Mr. Abbas received a standing ovation and two rounds of long applause after his speech, which lasted over an hour. Chants of “free Palestine” and “end the occupation now” were shouted from the audience.
Unlike the extremism, conspiracism, and anti-Jewish historical revisionism in Abbas’s remarks, reporters deemed the “two rounds of long applause after his speech” following the speech newsworthy — though video posted by the UN suggests their description may have been exaggerated.
This isn’t the first time Abbas, whose doctoral dissertation and subsequent book trafficked in Holocaust denial, has spewed hate and conspiracies. Nor is it the first time the Times has covered up his rants. At a December 2017 meeting of the Organization of Islamic Cooperation, Mahmoud Abbas cited anti-Jewish verses in the Koran to substantiate his claim that “no one better at falsifying history or religion” than “them.” The Times covered the meeting but kept readers in the dark about his bigoted remarks.

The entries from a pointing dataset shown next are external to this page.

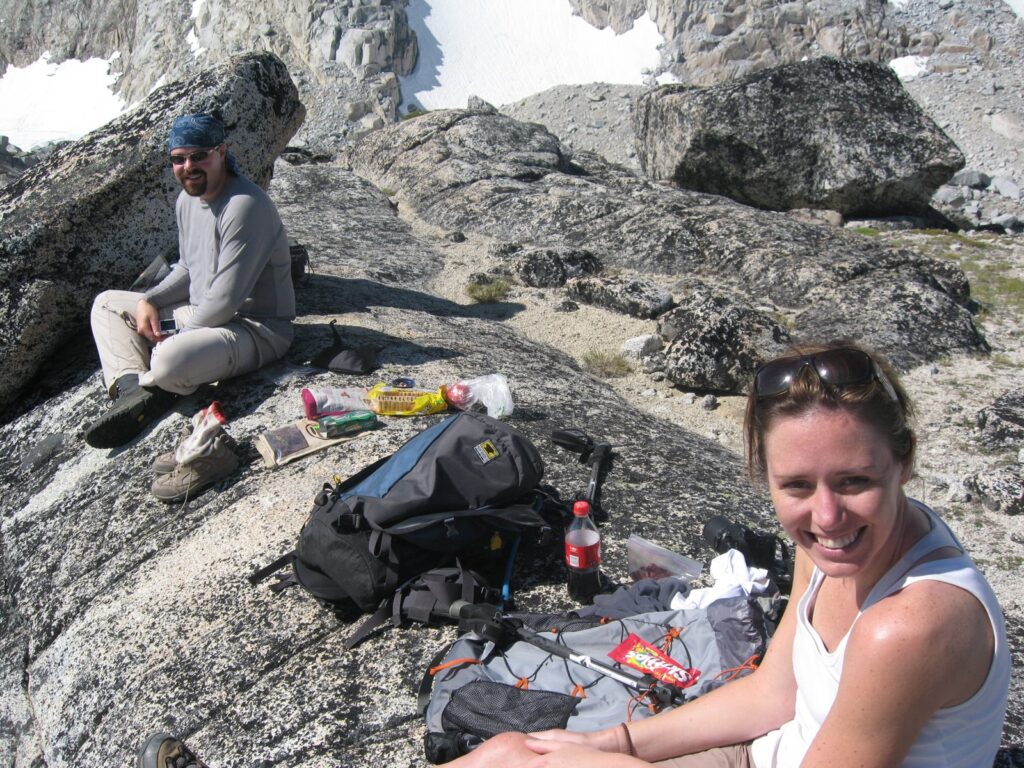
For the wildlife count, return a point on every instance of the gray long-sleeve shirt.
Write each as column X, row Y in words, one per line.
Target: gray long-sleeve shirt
column 233, row 259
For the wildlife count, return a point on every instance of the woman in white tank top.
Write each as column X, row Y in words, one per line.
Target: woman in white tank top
column 892, row 652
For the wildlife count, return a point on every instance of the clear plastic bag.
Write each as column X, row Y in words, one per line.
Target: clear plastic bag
column 491, row 391
column 647, row 560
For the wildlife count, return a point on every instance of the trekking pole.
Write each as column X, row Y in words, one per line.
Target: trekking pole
column 491, row 625
column 598, row 457
column 593, row 454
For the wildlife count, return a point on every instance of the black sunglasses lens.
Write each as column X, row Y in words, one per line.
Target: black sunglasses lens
column 775, row 377
column 196, row 157
column 843, row 367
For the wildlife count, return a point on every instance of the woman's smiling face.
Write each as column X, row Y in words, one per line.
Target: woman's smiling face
column 838, row 491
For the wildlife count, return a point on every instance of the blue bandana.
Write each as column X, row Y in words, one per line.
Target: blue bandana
column 201, row 131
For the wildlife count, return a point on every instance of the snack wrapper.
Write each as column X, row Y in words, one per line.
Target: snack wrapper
column 636, row 652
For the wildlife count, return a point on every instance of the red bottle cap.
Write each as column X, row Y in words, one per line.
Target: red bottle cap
column 581, row 509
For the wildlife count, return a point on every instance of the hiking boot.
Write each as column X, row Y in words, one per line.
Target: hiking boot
column 166, row 463
column 164, row 751
column 134, row 407
column 187, row 480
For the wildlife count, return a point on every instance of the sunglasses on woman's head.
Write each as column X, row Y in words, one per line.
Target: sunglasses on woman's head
column 195, row 157
column 837, row 368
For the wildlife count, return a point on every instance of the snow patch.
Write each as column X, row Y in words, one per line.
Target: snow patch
column 44, row 101
column 908, row 68
column 504, row 50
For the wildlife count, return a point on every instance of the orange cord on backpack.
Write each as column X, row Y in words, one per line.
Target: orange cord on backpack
column 733, row 672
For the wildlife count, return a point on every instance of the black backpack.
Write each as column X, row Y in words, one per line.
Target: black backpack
column 464, row 487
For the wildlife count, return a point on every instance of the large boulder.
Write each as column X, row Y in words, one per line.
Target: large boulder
column 824, row 133
column 491, row 175
column 344, row 56
column 94, row 213
column 1001, row 424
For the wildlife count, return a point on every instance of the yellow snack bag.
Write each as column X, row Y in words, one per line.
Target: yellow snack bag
column 388, row 400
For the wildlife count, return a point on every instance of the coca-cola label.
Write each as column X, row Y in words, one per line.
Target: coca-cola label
column 636, row 652
column 583, row 557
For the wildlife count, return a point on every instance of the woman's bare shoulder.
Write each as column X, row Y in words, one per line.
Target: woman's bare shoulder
column 937, row 634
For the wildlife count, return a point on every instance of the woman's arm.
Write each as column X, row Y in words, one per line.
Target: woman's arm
column 926, row 647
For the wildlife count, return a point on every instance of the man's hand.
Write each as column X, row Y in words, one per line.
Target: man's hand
column 147, row 321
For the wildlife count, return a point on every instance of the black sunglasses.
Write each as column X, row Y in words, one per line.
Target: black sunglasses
column 837, row 368
column 195, row 157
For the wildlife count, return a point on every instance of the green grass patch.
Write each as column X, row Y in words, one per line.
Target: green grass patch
column 489, row 292
column 606, row 365
column 991, row 284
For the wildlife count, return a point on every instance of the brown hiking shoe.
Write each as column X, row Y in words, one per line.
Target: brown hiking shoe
column 164, row 751
column 187, row 480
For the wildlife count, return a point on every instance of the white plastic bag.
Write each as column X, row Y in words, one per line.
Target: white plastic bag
column 318, row 401
column 492, row 391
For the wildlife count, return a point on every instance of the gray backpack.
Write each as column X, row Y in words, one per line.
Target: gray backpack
column 476, row 688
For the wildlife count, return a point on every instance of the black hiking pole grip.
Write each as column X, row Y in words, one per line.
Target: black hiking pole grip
column 597, row 459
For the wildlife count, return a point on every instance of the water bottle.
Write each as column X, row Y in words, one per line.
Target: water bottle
column 583, row 555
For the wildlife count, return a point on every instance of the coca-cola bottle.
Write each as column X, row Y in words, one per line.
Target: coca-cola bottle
column 583, row 555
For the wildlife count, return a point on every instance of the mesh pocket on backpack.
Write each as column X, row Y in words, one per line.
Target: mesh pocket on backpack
column 486, row 709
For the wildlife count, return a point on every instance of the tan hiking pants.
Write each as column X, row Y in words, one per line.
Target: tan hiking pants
column 186, row 359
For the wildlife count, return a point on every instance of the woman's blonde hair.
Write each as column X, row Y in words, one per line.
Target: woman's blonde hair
column 881, row 400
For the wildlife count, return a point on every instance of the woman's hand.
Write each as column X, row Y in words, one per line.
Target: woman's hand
column 608, row 739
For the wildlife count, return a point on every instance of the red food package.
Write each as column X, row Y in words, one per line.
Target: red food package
column 636, row 652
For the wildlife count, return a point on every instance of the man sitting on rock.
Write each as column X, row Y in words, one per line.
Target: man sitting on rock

A month later, at an address to the PLO Central Council, Abbas’s speech about Jews was so extreme — he insisted Jews were persecuted in European not because their religion but because their role in society, fabricated conspiracies by Oliver Cromwell, insisted European leaders planted Jews in the Middle East to prevent Arab civilization from surpassing Europe, fabricated quotes by Theodor Herzl, lied about Jews trapped in Holocaust-era Europe, and blamed Israel for planning the expulsion of Jews from Arab countries — that American Jewish organizations from left to right, former peace negotiators, and past US ambassadors condemned Abbas’s antisemitism and argued that he was disinterested in peace.
But the New York Times cast the speech and its unhinged accounts of history as, at best, relatively moderate, and at worst, a “boring history lecture.”
When Abbas hurled insults at a US ambassador to Israel, the New York Times wasn’t interested in the story, though it had broadly covered Benjamin Netanyahu’s earlier, and much milder, criticism of an American ambassador.
After years working as a reporter and editor for the Associated Press, Matti Friedman called out his former employer’s dishonest reporting:
Our narrative was that the Palestinians were moderate and the Israelis recalcitrant and increasingly extreme. Reporting the Olmert [peace] offer—like delving too deeply into the subject of Hamas—would make that narrative look like nonsense. And so we were instructed to ignore it…
It’s a media-wide problem. The pipeline of information from Israel, the West Bank, and Gaza Strip, Friedman later argued, “is not just rusty and leaking, which is the usual state of affairs in the media, but intentionally plugged.”